Does hourly pricing reduce demand charges?

Not automatically. Peak kW still sets demand charges unless operational changes lower the peak itself. Peak kW still drives demand charges unless operational changes lower facility maximum intervals.

What is ComEd BES-H?

BES-H is a business electric service hourly delivery tariff. Eligibility depends on voltage, load, and account type—confirm with ComEd business services. Business hourly delivery tariff; confirm eligibility with ComEd based on voltage and load.

How do I get ComEd interval data?

Request Green Button or interval CSV exports via ComEd MyAccount for business accounts, or authorize an advisor under LOA. Green Button CSV exports via ComEd MyAccount or authorized advisor LOA.

Is demand response compatible with hourly pricing?

Yes. Many Illinois manufacturers stack DR payments with hourly pricing savings during called events. Yes—stack DR payments with hourly savings during called events when program rules allow.

Conclusion

ComEd hourly and real-time pricing reward Illinois businesses that treat energy as a time-varying input—not a fixed overhead line. Fixed supply remains right for risk-averse operators with inflexible loads. The switch decision demands 12-month interval repricing, stress tests on extreme weeks, and operational plans automation can execute without risking production.

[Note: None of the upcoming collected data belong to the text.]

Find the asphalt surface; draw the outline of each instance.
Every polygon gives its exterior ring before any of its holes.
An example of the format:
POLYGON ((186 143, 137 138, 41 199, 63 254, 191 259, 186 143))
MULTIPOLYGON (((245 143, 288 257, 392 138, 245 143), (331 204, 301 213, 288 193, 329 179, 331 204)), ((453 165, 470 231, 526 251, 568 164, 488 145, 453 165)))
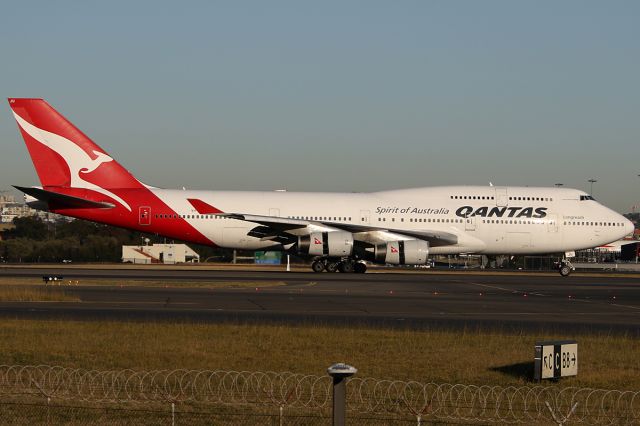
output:
POLYGON ((43 275, 78 281, 78 285, 64 288, 81 301, 0 302, 0 316, 640 336, 637 276, 0 268, 0 277, 31 277, 34 283, 41 282, 43 275), (83 280, 96 279, 106 285, 83 285, 83 280), (149 280, 154 286, 122 285, 127 280, 149 280), (243 287, 206 287, 229 282, 243 287))

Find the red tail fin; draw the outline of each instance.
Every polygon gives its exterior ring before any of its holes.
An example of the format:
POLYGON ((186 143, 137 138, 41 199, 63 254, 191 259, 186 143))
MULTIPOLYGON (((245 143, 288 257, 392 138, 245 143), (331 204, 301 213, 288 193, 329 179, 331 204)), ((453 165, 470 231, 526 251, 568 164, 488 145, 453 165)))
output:
POLYGON ((105 188, 143 186, 43 99, 10 98, 9 105, 43 187, 105 193, 105 188))

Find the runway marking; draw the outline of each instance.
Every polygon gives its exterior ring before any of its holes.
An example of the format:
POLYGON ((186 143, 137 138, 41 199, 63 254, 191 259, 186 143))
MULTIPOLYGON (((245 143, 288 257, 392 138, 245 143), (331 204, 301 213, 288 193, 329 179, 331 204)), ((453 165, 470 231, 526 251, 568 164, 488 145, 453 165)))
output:
POLYGON ((267 309, 267 308, 265 308, 264 306, 262 306, 260 303, 256 302, 256 301, 255 301, 255 300, 253 300, 253 299, 247 299, 247 301, 248 301, 249 303, 252 303, 252 304, 256 305, 256 306, 257 306, 258 308, 260 308, 260 310, 262 310, 262 311, 268 311, 268 309, 267 309))
POLYGON ((632 306, 632 305, 620 305, 617 303, 611 303, 611 306, 619 306, 621 308, 629 308, 629 309, 637 309, 640 310, 640 306, 632 306))
POLYGON ((506 291, 509 293, 521 293, 521 294, 530 294, 532 296, 540 296, 540 297, 549 297, 550 295, 548 294, 543 294, 543 293, 538 293, 538 292, 529 292, 529 291, 523 291, 523 290, 518 290, 518 289, 512 289, 512 288, 504 288, 504 287, 500 287, 497 285, 489 285, 489 284, 481 284, 481 283, 474 283, 474 282, 470 282, 469 284, 473 284, 473 285, 477 285, 480 287, 485 287, 485 288, 492 288, 495 290, 502 290, 502 291, 506 291))
MULTIPOLYGON (((576 299, 576 298, 571 298, 570 300, 575 301, 575 302, 594 303, 594 304, 597 304, 597 305, 615 306, 615 307, 618 307, 618 308, 628 308, 628 309, 640 310, 640 306, 621 305, 619 303, 606 303, 605 300, 588 300, 588 299, 576 299)), ((597 312, 594 312, 594 314, 595 313, 597 313, 597 312)))
POLYGON ((315 287, 318 285, 317 281, 309 281, 307 283, 298 283, 298 282, 286 282, 286 286, 291 288, 291 287, 295 287, 295 288, 300 288, 300 287, 315 287))
MULTIPOLYGON (((28 303, 28 302, 25 302, 28 303)), ((37 302, 40 303, 40 302, 37 302)), ((78 302, 76 302, 78 303, 78 302)), ((99 304, 99 305, 198 305, 198 303, 195 302, 171 302, 169 301, 167 303, 167 301, 162 301, 162 302, 119 302, 119 301, 105 301, 105 300, 82 300, 81 302, 82 304, 85 305, 89 305, 89 304, 99 304)))
MULTIPOLYGON (((36 309, 36 308, 32 308, 36 309)), ((123 310, 135 310, 135 308, 130 307, 122 307, 113 309, 123 309, 123 310)), ((185 309, 183 312, 225 312, 225 313, 247 313, 247 312, 268 312, 271 314, 280 314, 284 311, 279 310, 264 310, 264 309, 224 309, 224 308, 190 308, 185 309)), ((301 311, 287 311, 288 314, 294 315, 304 315, 304 314, 359 314, 362 313, 361 310, 326 310, 326 309, 314 309, 314 310, 301 310, 301 311)), ((486 315, 486 312, 433 312, 426 317, 421 316, 407 316, 407 312, 368 312, 368 314, 372 317, 393 317, 395 315, 403 315, 403 318, 406 319, 431 319, 434 317, 449 317, 450 319, 458 319, 458 317, 473 317, 478 315, 486 315)), ((571 318, 572 316, 587 316, 587 315, 595 315, 595 316, 608 316, 610 314, 604 312, 491 312, 491 315, 495 316, 505 316, 505 315, 513 315, 513 316, 540 316, 540 315, 549 315, 553 317, 561 316, 565 318, 571 318)), ((629 315, 629 314, 628 314, 629 315)), ((635 317, 636 314, 634 313, 635 317)), ((487 320, 491 320, 490 317, 486 318, 487 320)), ((544 322, 544 321, 541 321, 544 322)))

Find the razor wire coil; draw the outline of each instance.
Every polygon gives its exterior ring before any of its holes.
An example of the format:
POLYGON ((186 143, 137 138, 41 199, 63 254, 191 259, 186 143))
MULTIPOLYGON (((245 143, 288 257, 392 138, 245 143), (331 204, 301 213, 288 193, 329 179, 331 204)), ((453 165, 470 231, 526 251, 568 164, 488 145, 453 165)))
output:
MULTIPOLYGON (((329 410, 328 376, 220 370, 86 370, 0 365, 0 397, 86 403, 191 403, 329 410)), ((349 379, 348 412, 449 421, 640 423, 640 391, 349 379)))

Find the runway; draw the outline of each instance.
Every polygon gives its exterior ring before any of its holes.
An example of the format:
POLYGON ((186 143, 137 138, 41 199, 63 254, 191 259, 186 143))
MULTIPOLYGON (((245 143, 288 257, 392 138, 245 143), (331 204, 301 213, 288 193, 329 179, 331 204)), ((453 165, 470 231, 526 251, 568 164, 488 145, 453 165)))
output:
POLYGON ((640 334, 640 279, 632 275, 0 269, 9 283, 45 274, 78 281, 64 288, 80 302, 0 302, 0 316, 640 334))

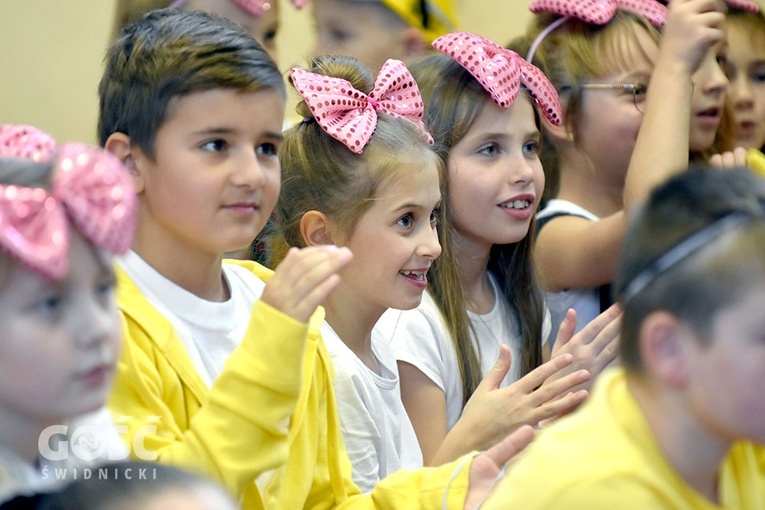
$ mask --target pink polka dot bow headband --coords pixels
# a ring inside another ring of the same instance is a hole
[[[736,9],[757,12],[759,6],[752,0],[725,0]],[[526,60],[531,62],[537,48],[547,35],[570,18],[578,18],[585,23],[604,25],[614,17],[616,11],[625,10],[640,14],[652,25],[660,27],[667,18],[667,8],[656,0],[534,0],[529,5],[533,13],[549,12],[562,17],[545,28],[531,44]]]
[[[176,7],[182,7],[183,4],[186,3],[187,0],[175,0],[173,3],[171,3],[168,8],[176,8]],[[231,0],[236,5],[238,5],[242,10],[245,12],[250,13],[253,16],[261,16],[264,12],[271,10],[272,5],[277,0]],[[290,0],[292,5],[297,7],[298,9],[301,9],[305,4],[308,3],[308,0]]]
[[[351,152],[364,152],[377,127],[379,113],[414,122],[428,142],[433,143],[422,123],[424,105],[420,88],[400,60],[385,62],[369,95],[342,78],[299,68],[290,70],[290,78],[319,126]]]
[[[547,120],[560,124],[561,106],[555,87],[539,68],[514,51],[468,32],[443,35],[433,41],[433,47],[472,74],[500,108],[509,108],[523,85]]]
[[[69,267],[69,223],[90,242],[125,253],[133,240],[136,197],[125,167],[85,144],[56,150],[31,126],[0,125],[0,158],[51,162],[51,190],[0,184],[0,248],[50,279]]]

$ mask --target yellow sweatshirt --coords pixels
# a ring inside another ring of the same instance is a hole
[[[254,262],[226,263],[263,281],[272,274]],[[464,459],[400,471],[359,494],[319,334],[322,309],[306,325],[257,301],[248,333],[208,389],[170,322],[120,268],[117,278],[123,347],[109,407],[134,457],[156,453],[209,476],[248,509],[435,509],[447,485],[448,508],[462,509]]]

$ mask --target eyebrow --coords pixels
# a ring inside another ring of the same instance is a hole
[[[194,131],[192,133],[192,136],[230,135],[236,132],[237,130],[233,128],[212,127],[207,129],[200,129],[199,131]],[[274,138],[276,140],[284,139],[284,135],[280,131],[266,131],[265,136],[266,138]]]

Manufacturing and warehouse playbooks—staggered startups, thermal storage, overnight charging—translate wholesale market signals into dollars. Pair tariff choices with supply structures that match your risk band, whether full index, block-and-index, or fixed with demand response overlay.

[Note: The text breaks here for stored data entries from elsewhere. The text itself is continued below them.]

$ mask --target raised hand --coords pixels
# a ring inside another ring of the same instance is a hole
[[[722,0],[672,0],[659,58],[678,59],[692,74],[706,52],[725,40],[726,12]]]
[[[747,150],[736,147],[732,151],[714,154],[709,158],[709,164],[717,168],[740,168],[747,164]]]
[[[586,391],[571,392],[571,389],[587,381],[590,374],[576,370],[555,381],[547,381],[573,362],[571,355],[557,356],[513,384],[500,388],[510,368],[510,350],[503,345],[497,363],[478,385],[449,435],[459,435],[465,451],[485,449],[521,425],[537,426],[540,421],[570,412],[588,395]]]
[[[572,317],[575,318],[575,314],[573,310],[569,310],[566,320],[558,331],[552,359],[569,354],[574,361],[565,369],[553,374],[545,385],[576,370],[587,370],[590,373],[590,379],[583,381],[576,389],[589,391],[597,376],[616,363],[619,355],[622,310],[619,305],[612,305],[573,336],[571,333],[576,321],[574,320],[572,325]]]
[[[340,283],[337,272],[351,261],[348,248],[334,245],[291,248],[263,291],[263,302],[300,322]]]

Before enrolling, model your data with our bill analyzer and advisor support outlined in the broker guide. ComEd C&I accounts that invest once in load shift infrastructure compound savings every year PJM prices spike—especially through 2026 capacity transitions. Schedule an annual RTP retrospective comparing modeled versus realized savings—operational drift erodes benefits silently unless interval data is repriced against actual LMP each year. Revisit hybrid block-and-index if tail-risk events exceeded budget bands. Treat ComEd hourly pricing enrollment as a three-year experiment with defined success metrics—not a irreversible structural decision. Illinois manufacturers that set clear RTP KPIs and review them quarterly retain operational buy-in when weather or production changes shift load shapes. Pair enrollment with employee training so shift supervisors understand why schedules move during high LMP hours. Illinois buyers who calendar contract notice dates, exemption renewals, and rebate deadlines in one place reduce last-minute renewals at unfavorable rates. See our BES vs hourly rate classes for related Illinois guidance.